24x7 Scheduler Java Edition - High Availability and Fail-over

Overview

The 24x7 Scheduler is an enterprise class scheduling system designed to handle thousands of jobs. It can be configured as a High Availability system.

What Is High Availability?

High Availability (HA) means access to data, jobs and applications whenever needed and with an acceptable level of performance. HA deals with the service aspect of the "scheduling system" as an unbroken whole and as perceived by its end-users. In this context, reliability (of hardware and software components) and performance (response-time/through-put, tpm, etc.) are parts of system availability.

HA is the proportion of time a system is productive and is usually expressed as a percentage. In the spectrum of system availability, HA systems usually fall between 99.9% and 100% availability.

24x7 Scheduler supports 2 fail-over levels: 1. Job fail-over can be implemented using built-in job processing redundancy features. 2. Scheduling system fail-over can be implemented using clustering solutions.

Job Fail-over

24x7 Scheduler can run both local and remote jobs using remote agents deployed on other computers.
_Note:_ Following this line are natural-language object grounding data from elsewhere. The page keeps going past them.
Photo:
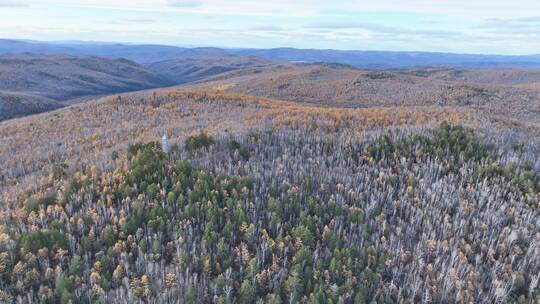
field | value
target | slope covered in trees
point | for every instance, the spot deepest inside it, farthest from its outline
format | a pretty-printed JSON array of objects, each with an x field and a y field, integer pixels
[
  {"x": 19, "y": 104},
  {"x": 342, "y": 86},
  {"x": 416, "y": 215},
  {"x": 37, "y": 83}
]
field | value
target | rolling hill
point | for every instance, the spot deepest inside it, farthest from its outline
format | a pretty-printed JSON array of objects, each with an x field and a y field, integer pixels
[
  {"x": 256, "y": 199},
  {"x": 185, "y": 70},
  {"x": 342, "y": 86},
  {"x": 364, "y": 59},
  {"x": 19, "y": 104},
  {"x": 35, "y": 83}
]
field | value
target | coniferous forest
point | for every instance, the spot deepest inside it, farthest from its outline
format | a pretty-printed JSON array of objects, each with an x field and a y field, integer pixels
[{"x": 433, "y": 215}]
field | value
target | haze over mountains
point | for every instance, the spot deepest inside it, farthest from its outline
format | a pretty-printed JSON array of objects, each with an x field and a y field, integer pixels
[{"x": 364, "y": 59}]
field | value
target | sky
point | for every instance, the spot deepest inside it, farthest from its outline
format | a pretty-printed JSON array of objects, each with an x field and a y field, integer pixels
[{"x": 459, "y": 26}]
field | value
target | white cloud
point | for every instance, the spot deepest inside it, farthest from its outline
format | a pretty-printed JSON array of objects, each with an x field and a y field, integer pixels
[{"x": 12, "y": 4}]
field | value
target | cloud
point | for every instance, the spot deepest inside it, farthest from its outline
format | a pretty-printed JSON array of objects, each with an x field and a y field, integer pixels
[
  {"x": 185, "y": 3},
  {"x": 140, "y": 20},
  {"x": 382, "y": 29},
  {"x": 515, "y": 26},
  {"x": 12, "y": 4}
]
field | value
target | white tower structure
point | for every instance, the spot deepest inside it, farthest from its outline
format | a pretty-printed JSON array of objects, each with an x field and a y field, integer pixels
[{"x": 165, "y": 143}]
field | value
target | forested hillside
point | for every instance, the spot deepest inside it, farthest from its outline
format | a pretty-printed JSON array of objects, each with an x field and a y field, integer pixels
[{"x": 32, "y": 84}]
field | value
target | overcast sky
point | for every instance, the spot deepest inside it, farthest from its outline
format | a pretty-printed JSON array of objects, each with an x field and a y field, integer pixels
[{"x": 467, "y": 26}]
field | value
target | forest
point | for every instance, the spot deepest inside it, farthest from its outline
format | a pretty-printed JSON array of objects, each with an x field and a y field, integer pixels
[{"x": 398, "y": 215}]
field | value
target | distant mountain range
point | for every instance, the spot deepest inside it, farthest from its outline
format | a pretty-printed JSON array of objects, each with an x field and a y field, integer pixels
[
  {"x": 361, "y": 59},
  {"x": 31, "y": 83}
]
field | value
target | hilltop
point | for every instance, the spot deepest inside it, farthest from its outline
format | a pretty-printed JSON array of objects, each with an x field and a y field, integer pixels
[
  {"x": 260, "y": 199},
  {"x": 363, "y": 59}
]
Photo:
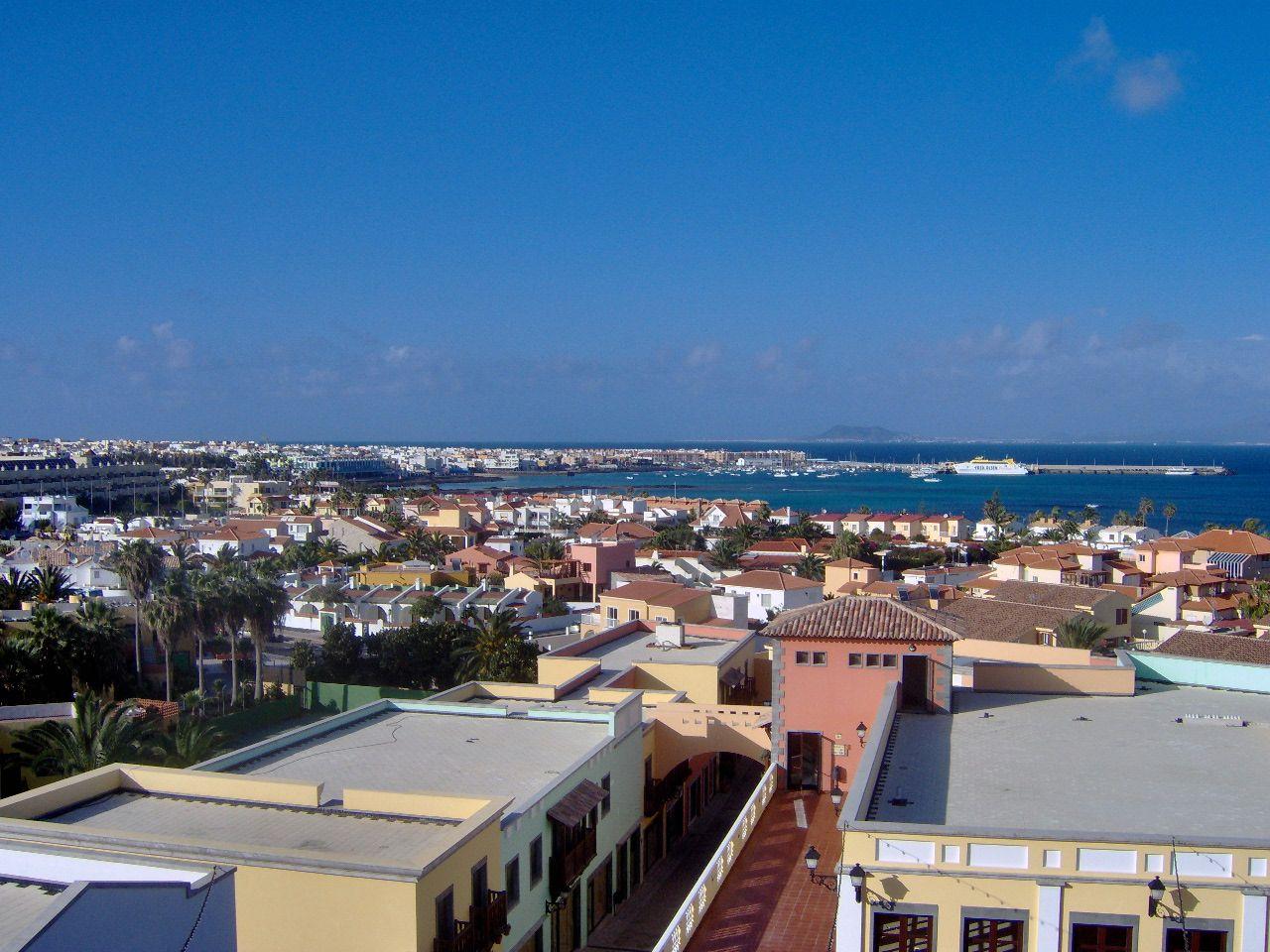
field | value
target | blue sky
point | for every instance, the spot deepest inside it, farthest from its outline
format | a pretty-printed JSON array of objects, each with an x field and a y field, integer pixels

Each job can be assigned to a primary agent and a list of backup agents. In case the primary agent is not available the job is automatically submitted to the to first available or least busy backup agent.

Scheduler Fail-over

Several solutions can be used for the system fail-over. We recommend Linux High Availability Project (Linux HA). This is a kind of inexpensive clustering solution based on heartbeat method which is easy to install and configure. For more information about Linux HA please read http://linux-ha.org/download/GettingStarted.html

Linux HA heartbeat system (active/passive configuration) can be setup to monitor TCP port 1097 (this is the default port used by 24x7 Scheduler for TCP requests.. Each node in a cluster needs to have 2 network cards - one for the regular network and another for the private network. Nodes can be then linked by Cat-5 crossover cable. Using private network allows excluding all common network dependencies (such as routers, switches, disconnects) and avoid false fail-overs caused by other component failures.

IMPORTANT: The Linux High Availability Project method can be used and run on any other Unix system, including Sun Solaris, HP-UX and other. It is not specific to Linux operation system!